Experience-replay Innovative Dynamics
Tuo Zhang, Leonardo Stella, Julian Barreiro-Gomez
TL;DR
This work tackles instability and nonstationarity in multi-agent reinforcement learning by moving beyond traditional replicator dynamics to innovative dynamics that can converge to Nash equilibria in broader game classes. It introduces Experience-replay Innovative Dynamics (ERID), a stateless reinforcement learning framework that uses an experience replay buffer and revision-protocol-based updates to emulate Brown-von Neumann-Nash (BNN), Smith, and Smith-replicator dynamics via adaptable protocol factors.
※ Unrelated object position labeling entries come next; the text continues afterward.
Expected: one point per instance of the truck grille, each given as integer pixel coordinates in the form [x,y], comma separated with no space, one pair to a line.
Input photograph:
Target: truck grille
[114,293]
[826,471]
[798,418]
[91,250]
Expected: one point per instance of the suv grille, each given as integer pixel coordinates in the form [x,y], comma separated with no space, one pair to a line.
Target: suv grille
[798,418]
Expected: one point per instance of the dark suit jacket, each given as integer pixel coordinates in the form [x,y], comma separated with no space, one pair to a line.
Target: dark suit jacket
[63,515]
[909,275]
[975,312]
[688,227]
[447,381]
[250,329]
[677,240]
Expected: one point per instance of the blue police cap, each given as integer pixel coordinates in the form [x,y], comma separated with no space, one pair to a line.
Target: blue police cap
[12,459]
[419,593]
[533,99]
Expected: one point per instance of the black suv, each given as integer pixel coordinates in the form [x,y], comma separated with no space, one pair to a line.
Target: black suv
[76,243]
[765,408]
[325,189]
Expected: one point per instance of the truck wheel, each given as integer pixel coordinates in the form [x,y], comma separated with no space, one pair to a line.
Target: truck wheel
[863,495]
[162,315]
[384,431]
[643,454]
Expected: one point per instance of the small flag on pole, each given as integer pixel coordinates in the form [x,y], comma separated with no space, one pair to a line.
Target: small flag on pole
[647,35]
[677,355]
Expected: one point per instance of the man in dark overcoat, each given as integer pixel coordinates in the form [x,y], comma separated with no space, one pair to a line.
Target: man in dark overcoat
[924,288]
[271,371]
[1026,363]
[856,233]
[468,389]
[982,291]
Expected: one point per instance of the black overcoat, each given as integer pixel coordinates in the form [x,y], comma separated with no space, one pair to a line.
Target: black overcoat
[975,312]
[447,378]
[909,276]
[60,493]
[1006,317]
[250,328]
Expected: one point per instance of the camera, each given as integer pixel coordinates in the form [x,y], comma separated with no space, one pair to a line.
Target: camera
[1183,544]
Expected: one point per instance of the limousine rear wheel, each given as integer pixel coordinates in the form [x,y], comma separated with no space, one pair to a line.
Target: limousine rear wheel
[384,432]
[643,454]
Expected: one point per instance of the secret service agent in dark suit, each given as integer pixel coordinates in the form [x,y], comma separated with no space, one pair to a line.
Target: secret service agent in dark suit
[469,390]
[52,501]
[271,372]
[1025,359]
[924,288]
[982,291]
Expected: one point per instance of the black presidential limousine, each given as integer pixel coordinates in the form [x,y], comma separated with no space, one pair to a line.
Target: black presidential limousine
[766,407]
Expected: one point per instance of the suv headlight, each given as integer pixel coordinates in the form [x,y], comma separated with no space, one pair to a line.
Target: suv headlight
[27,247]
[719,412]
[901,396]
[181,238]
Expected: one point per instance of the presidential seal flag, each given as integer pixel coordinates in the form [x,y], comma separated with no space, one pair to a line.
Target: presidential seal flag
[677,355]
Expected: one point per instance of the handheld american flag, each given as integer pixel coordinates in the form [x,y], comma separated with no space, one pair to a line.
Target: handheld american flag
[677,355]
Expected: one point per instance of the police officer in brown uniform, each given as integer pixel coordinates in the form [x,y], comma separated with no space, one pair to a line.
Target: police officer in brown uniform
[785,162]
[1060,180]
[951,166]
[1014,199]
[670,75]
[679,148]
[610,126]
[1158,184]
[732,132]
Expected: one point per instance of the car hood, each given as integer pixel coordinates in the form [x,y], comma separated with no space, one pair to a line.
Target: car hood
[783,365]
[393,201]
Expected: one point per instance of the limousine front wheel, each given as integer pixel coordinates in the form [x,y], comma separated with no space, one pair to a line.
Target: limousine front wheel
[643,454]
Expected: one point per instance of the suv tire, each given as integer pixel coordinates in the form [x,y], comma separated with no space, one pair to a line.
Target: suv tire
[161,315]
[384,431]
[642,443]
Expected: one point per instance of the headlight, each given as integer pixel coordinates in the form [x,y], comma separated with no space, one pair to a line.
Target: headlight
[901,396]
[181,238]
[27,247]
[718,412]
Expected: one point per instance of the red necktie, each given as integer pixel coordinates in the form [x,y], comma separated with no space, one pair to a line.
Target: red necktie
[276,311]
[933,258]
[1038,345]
The authors prove that ERID trajectories converge to the target dynamic using limits such as $\alpha K \to 0$ and $K \to \infty$, and validate these results with experiments on Matching Pennies and biased Rock-Paper-Scissors, demonstrating robust adaptation to nonstationary environments. Overall, ERID extends theoretical convergence guarantees for MARL beyond replicator dynamics and offers a practical mechanism to maintain equilibrium convergence under changing conditions.
Abstract
Despite its groundbreaking success, multi-agent reinforcement learning (MARL) still suffers from instability and nonstationarity. Replicator dynamics, the most well-known model from evolutionary game theory (EGT), provide a theoretical framework for the convergence of the trajectories to Nash equilibria and, as a result, have been used to ensure formal guarantees for MARL algorithms in stable game settings. However, they exhibit the opposite behavior in other settings, which poses the problem of finding alternatives to ensure convergence. In contrast, innovative dynamics, such as the Brown-von Neumann-Nash (BNN) or Smith, result in periodic trajectories with the potential to approximate Nash equilibria. Yet, no MARL algorithms based on these dynamics have been proposed. In response to this challenge, we develop a novel experience replay-based MARL algorithm that incorporates revision protocols as tunable hyperparameters. We demonstrate, by appropriately adjusting the revision protocols, that the behavior of our algorithm mirrors the trajectories resulting from these dynamics. Importantly, our contribution provides a framework capable of extending the theoretical guarantees of MARL algorithms beyond replicator dynamics. Finally, we corroborate our theoretical findings with empirical results.